役者業は引退したものの、体力、気力ともに未だ充実している大三郎は、その特殊な才能と抜群の知名度を活かし、探偵趣味に邁進する。
あとに続くのは彼の「耳」を務める新卒芸能プロ社員・野々瀬乃枝(通称、のの子)。
スターオーラをまき散らしながら捜査する大三郎の後を追う!
「ドルリー・レーン四部作」を向こうに回した、本格ミステリー四部作をこの一冊で。
殺人、誘拐、盗難、そして……。最高に楽しくてボリューム満点のシリーズ連作。

え?エラリー・クイーン?あ、タイトルはそこから取ってるんですね〜(読み終えた後あらすじを確認して今更知った人)いや、タイトルはどんな意味があるんだろうとは思っていたのですが全然気にせず読んでいました←
倉知さんまたまた久しぶりですねー。本当に新刊が出るまでが長い長い。生活が苦しくなるまでは書かないとかどこかで読んだことがありますが本当なんでしょうか…
まあ、そんなことは置いておいて。
ホームズとワトソンのような2人は歳の差が50歳近くありそうですがなかなかいいコンビでしたね。乃枝のサバサバした性格がとても良いです。
では順番に感想を。
「ぎゅうぎゅう詰めの殺意」朝の通勤ラッシュの山手線で起きた殺人事件。確かに最初に登場してきたあの人はどうしたんだろうって読んでいる時から思ったんですよね。なるほど。にしても私はそこまでのラッシュは経験したことがありませんが本当に凄いんでしょうね…。読んでいても何だか息苦しさを感じました^^;
「極めて陽気で呑気な凶器」凶器がウクレレって確かに初めて聞いたかも…。一体どんな真相が待っているのだろうと思いましたがなるほどと納得でした。

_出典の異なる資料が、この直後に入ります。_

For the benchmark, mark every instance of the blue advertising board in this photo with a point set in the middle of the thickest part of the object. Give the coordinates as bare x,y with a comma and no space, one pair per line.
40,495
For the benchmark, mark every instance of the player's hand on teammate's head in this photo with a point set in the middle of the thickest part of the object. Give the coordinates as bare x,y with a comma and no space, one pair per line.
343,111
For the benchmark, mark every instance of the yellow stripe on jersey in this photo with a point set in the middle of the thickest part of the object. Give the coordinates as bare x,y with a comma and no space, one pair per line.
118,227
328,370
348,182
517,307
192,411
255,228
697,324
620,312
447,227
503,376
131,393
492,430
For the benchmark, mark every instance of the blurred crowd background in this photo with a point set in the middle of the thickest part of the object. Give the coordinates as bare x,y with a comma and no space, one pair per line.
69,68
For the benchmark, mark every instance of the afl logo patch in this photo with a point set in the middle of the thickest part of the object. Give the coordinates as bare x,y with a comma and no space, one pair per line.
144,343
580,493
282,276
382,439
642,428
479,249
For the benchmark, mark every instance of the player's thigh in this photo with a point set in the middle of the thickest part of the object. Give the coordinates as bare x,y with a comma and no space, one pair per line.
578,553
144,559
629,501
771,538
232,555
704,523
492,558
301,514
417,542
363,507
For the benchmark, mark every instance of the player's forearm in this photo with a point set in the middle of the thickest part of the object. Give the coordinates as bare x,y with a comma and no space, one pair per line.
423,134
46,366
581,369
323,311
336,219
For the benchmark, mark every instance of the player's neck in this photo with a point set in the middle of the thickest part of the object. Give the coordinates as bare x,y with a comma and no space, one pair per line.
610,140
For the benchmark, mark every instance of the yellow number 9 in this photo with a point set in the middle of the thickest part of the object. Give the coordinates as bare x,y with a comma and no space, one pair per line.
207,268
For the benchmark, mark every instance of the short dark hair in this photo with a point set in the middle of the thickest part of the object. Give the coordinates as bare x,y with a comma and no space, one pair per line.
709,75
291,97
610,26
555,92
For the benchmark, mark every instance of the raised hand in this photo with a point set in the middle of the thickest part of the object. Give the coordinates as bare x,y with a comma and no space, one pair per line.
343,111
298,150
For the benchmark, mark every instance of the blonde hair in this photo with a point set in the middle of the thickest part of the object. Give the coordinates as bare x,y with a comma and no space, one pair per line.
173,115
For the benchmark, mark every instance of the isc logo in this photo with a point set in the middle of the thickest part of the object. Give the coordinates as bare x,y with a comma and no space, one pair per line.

「途切れ途切れの誘拐」このお話が1番インパクトが強かったです…っていうか衝撃的すぎて立ち直れないかも…。大三郎がずっと不機嫌だったことも、そして誘拐された乳児の親へ向けた言葉の温かさにも納得です。いやー…これはひどい…。
「片桐大三郎最後の季節」最後の季節っていったいどういう事だろうとタイトルから気になっていましたが、亡き監督の幻のシナリオの行方と言い最後のカラクリといいしてやられた感じでした。いい締めだった気がします。
読むのに時間がかかりましたが面白く読みました。
ただ、3作目の真相がちょっとヘビーすぎたかな…。乃枝が嫌がる気持ちが物凄く分かりました…。